Getting Ready for My 2025 Media Consumption Pages
Every year now I've been posting a look back at the books, TV, movies, and video games I consumed the previous year. I find it a rather interesting exercise looking back at what I've read, watched, and played and thinking about what I really enjoyed and what I might not have.
One of the more annoying parts of the posts is building out the components in the blog post markdown files. I've built a WebC component to render the content, but there's a lot of copying and pasting from my media repository to lay them all out.
It got me thinking though, my media repository has an API that I use to build my media pages for my site and even my reading log pages. Certainly I could do something similar.
I have a tool that I named site-content-generator. It's a small .NET console app that I use to generate the bones of my blog posts, notes, book notes, and a few other things. It speeds up the process of scaffolding all the front matter I'd like for my posts.
I'm currently in the process of adding more options to it to handle scaffolding the yearly posts. The endpoints already exist to pull in the books, TV and other media to lay out the bare bones of the pages. I could then go in and make the final tweaks. I started working on it the other night and have the book generation mostly taken care of. Movies and video games won't be too bad now that I have the basic framework taken care of.

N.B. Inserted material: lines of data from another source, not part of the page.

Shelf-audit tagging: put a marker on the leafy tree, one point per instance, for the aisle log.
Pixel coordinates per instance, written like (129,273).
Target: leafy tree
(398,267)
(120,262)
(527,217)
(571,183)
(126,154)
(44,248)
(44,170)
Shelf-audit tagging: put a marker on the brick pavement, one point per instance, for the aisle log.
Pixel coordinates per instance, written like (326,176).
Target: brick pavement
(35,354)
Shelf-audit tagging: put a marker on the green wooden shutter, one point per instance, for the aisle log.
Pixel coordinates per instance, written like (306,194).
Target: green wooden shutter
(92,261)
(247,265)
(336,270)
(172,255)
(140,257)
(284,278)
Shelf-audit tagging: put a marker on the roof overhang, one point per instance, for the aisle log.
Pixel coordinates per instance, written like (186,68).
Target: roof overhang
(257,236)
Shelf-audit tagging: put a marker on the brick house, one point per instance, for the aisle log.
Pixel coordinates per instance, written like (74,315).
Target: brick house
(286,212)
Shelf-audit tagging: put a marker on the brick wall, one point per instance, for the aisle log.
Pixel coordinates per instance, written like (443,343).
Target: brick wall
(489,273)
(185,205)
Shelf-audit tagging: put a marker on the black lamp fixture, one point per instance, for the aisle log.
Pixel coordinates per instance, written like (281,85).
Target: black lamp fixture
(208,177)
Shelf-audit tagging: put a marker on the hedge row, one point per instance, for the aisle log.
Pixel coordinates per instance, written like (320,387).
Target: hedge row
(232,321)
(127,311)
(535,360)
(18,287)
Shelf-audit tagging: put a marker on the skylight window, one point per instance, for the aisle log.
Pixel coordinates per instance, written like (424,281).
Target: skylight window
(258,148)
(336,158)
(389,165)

TV will be a challenge though as there's no date I can really work off of. Since TV goes from watching to on pause back to watching as seasons end and start, I'm not sure there's anything I can necessarily grab onto in the data. With books, movies, & video games, I have a date watched or date finished I can use to group the media into 2025. Maybe it's an improvement I can make to my media repository, but it doesn't exactly help me now.
Either way, it'll be nice to have a tool to help me get the posts started and trim some time off the tedious work. Automate things when you can.